Тем не менее до сих пор все приборы, сконструированные человеком, индицируют красным светом об опасности и зеленым — о ее отсутствии.
Немедленно стягиваю гермошлем с головы. И чувствую себя неловко: космический скафандр не вяжется с деревушкой, словно выстроенной из моих детских воспоминаний.
На окраине деревни располагалась архитектурная особенность, распознанная мною, как колодец типа «журавль». Еще больше утверждаюсь в мысли, что «все это очень подозрительно».
Местных жителей на улице практически не видно. Лишь один абориген занимается какими-то своими делами в палисаднике перед домом, к которому я как раз направился. Из-за дальности расстояния я пока не могу разобрать, действительно ли абориген передвигается на четырех конечностях или просто по роду своей деятельности старается быть поближе к земле.
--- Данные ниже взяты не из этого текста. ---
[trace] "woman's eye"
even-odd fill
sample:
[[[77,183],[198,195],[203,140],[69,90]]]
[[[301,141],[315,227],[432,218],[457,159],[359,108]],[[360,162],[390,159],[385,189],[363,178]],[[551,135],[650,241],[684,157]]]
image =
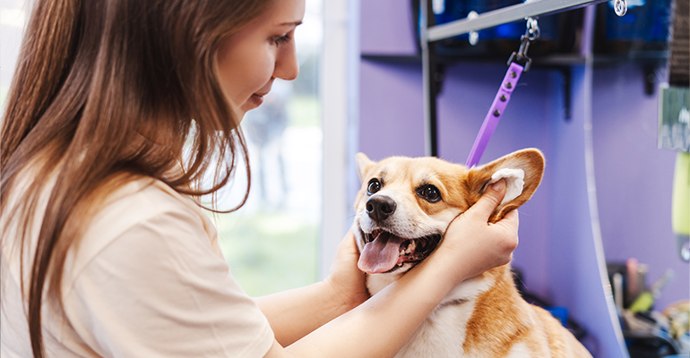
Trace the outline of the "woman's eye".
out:
[[[381,182],[378,179],[369,181],[369,186],[367,187],[367,193],[371,195],[381,190]]]
[[[441,192],[434,185],[425,185],[418,192],[419,196],[430,202],[436,202],[441,200]]]
[[[279,36],[274,38],[273,42],[275,42],[276,45],[280,46],[283,44],[287,44],[288,42],[290,41],[291,38],[292,38],[291,35],[288,33],[283,36]]]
Правильной оказалась вторая версия. Услышав мои шаги, абориген выпрямился во весь рост и повернулся ко мне лицом. Сказать, что передо мной стоял гуманоид — значит, ничего не сказать! Внешностью он обладал чисто земной.
Пожилой человек, если судить по земным меркам, лет шестидесяти. Седая, непонятно когда последний раз причесанная шевелюра. Нос с горбинкой, голубые, чуть выцветшие глаза и длинные усы с вкраплениями рыжего цвета. Одет в длинную, до колен, рубаху, стянутую на поясе ремешком. На правом плече — заплатка, пришитая большими неровными стежками. Руки испачканы землей. У ног — небольшой мешочек, вроде с какими-то семенами. Видимо, я оторвал его от ботанических экзерсисов.
Активизирую транслитератор — лучшее средство против языкового барьера. Теперь все, что я скажу, будет трансформировано в мыслеобраз и направлено непосредственно в сознание моего собеседника. И наоборот.
— Здравствуйте! — говорю я.
При этом неосознанно склоняю голову к микрофону, вшитому в ворот скафандра. Стараюсь, чтобы голос звучал как можно дружелюбнее. На работе транслитератора это никак не скажется, а вот абориген может правильно распознать интонацию. Подкрепляю вербальный сигнал невербальным — изображаю на лице улыбку, но не слишком широкую, не демонстрирующую зубы. Кто знает, какая в этом обществе может быть реакция на оскал. Ну, вроде ничего не забыл. Курс по установлению первого контакта был моим любимым в Академии.
Абориген не отвечает. Смотрит настороженно. Неужели транслитератор не смог донести до его сознания такой простой мыслеобраз? Может быть, в местном обществе не принято приветствовать друг друга при встрече? Или люди здесь настолько эгоистичны, что никогда не желают здоровья другим, заботятся только о своем собственном?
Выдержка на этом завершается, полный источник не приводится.